When Mike and I resumed our game, I had moved past most of the outer strongpoints and was approaching the main encampment. Mike had deftly abandoned each outer strongpoint before I could encircle them, saving his Legionnaires for further fighting later on. I was right on, or just ahead of the pace I needed to have to avoid morale loss. Mike was using a ‘bodies’ defense, placing strings of units together, both in the trenches and out to keep me from getting around him.
Regiments 312 and 316 were taking it on the chin. The French artillery went through a period of turns where it seemed they couldn’t miss. Each time the French guns hit an attacking unit, that unit would be reduced and it would make my assault all the more difficult. I was doing damage with my artillery also. With the French units so spread out, it created an illusion of strength: it looked like there were more French units, but they were actually pretty brittle.

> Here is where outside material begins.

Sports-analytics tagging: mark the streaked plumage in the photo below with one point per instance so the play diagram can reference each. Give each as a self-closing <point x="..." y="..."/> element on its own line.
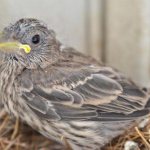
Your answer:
<point x="60" y="92"/>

My attack on Dominique and Eliane would have to wait a couple of turns so I could build up morale, so it was up to 308 Regiment to begin their assault on Huguette and Claudine. These strongpoints were more separated from the main camp, but close enough that Mike would be able to defend them better.
We entered the monsoon turns with both of us feeling understrength. Mike’s Frenchmen were starting to run low on ammo and fuel and spares. He was also having trouble getting his reinforcements. The commander back in Hanoi was having none of Mike’s pleading for more troops. To add insult to injury, when Mike finally got his reinforcements to come in, they would be eliminated on the supply planes that didn’t make it in. All told, he would only get 4 reinforcement units the whole game.
Somewhat rested I re-upped for my assault on the main French encampment. 308 had gotten chewed up at the Huguette stronpoint. The French artillery was still raining down and still couldn’t miss. The turns were whittling away, and I was now behind my required pace. 312 and 316 kicked off.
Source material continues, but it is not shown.